Delfino and Taylor’s “Walking Contradictions” didn’t seem as though it knew what it wanted or where to go. It felt like a fluff piece, suitable for a magazine article. In addition, one point that they raised is discerning the “nature” of a thing. “For it is through studying the actions of a thing that you gain some insight into that thing’s nature.” (Sounds like Marcus Aurelius.) Clearly they are talking about the “essence” of a thing. What would Sartre say about that?
Pye and O’Sullivan’s “Dead Man’s Party” made a great observation: “walkers” are genderless! Too bad the essay as a whole felt loose and aimless. The same could be said of Greeley’s “Monsters of Modernity”.
Tauriq Moosa’s “Babes in Zombie Land” was scatterbrained. It was social commentary at its worst, seemed contradictory in places, with conclusions that appeared unsupported and unwarranted. I suffered as I read through this essay, and by the end felt like an orphan who had no more tears left to shed.

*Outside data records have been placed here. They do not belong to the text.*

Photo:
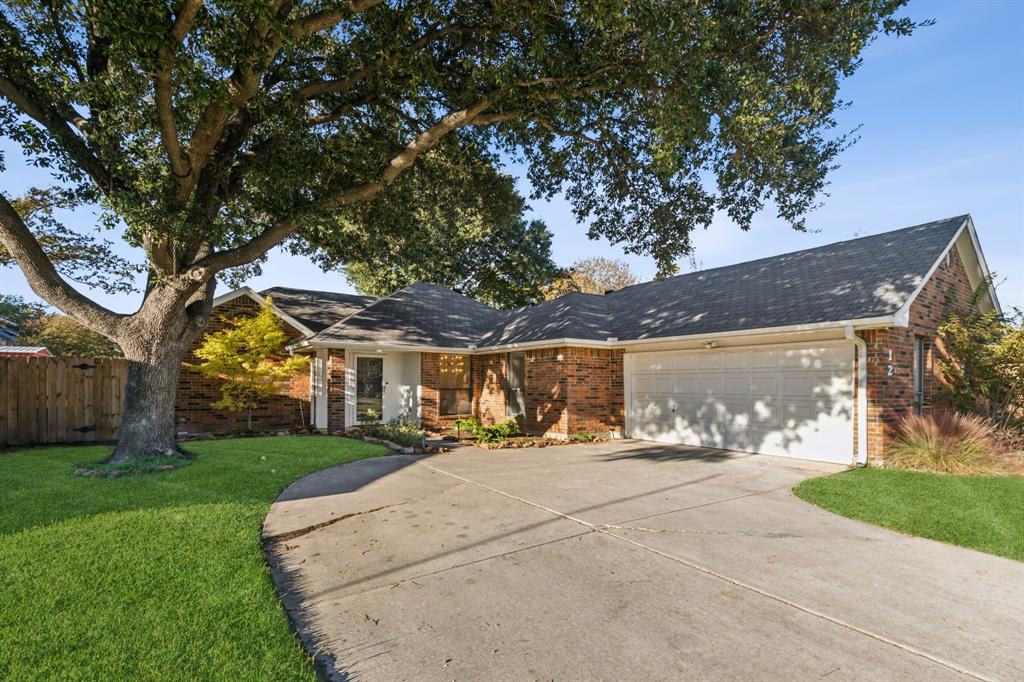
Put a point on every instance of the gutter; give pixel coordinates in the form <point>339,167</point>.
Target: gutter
<point>861,346</point>
<point>865,323</point>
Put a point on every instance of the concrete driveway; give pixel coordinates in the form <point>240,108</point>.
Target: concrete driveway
<point>625,561</point>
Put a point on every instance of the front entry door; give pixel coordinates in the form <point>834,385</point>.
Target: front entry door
<point>369,389</point>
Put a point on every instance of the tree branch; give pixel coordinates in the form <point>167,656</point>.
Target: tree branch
<point>274,235</point>
<point>43,276</point>
<point>366,71</point>
<point>329,17</point>
<point>182,24</point>
<point>61,38</point>
<point>60,128</point>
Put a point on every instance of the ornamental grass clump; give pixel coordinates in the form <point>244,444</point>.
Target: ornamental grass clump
<point>945,442</point>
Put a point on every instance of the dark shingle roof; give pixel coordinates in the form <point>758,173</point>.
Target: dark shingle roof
<point>573,315</point>
<point>864,278</point>
<point>316,309</point>
<point>418,314</point>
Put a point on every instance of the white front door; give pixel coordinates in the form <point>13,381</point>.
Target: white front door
<point>383,384</point>
<point>790,400</point>
<point>369,388</point>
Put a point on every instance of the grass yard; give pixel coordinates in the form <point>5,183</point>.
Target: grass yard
<point>155,578</point>
<point>981,512</point>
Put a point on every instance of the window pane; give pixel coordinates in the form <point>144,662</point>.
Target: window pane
<point>454,372</point>
<point>455,401</point>
<point>516,398</point>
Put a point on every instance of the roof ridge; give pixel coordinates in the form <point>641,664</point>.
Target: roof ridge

Finally, Editor Wayne Yuen’s “What’s Eating You” was an essay devoted to the morality of cannibalism. I’m sorry, but I couldn’t really sink my teeth into this one. Mercifully, it was a short essay. “The curse of the book’s editor” strikes again!
Overall, this is a very solid collection of essays. The persistent typos did annoy me, and I wish that Open Court would hire someone to proofread these essays before they get sent to the printer. And some of the attempts at humor fell flat. But I liked this book a lot, and plan on re-reading many of the essays herein. Zombie fans will enjoy this; fans of The Walking Dead will love it. Four stars. John V. Karavitis.
Typos/grammatical errors/convoluted sentences/incorrect statements can be found on pp.: xiv, 32, 33, 55, 57, 81, 82, 85, 88, 89, 97, 98, 99, 132, 152, 162, 172, 180, 185, 192, 193, 207, 223, 228, 230, 241, 242, and 251.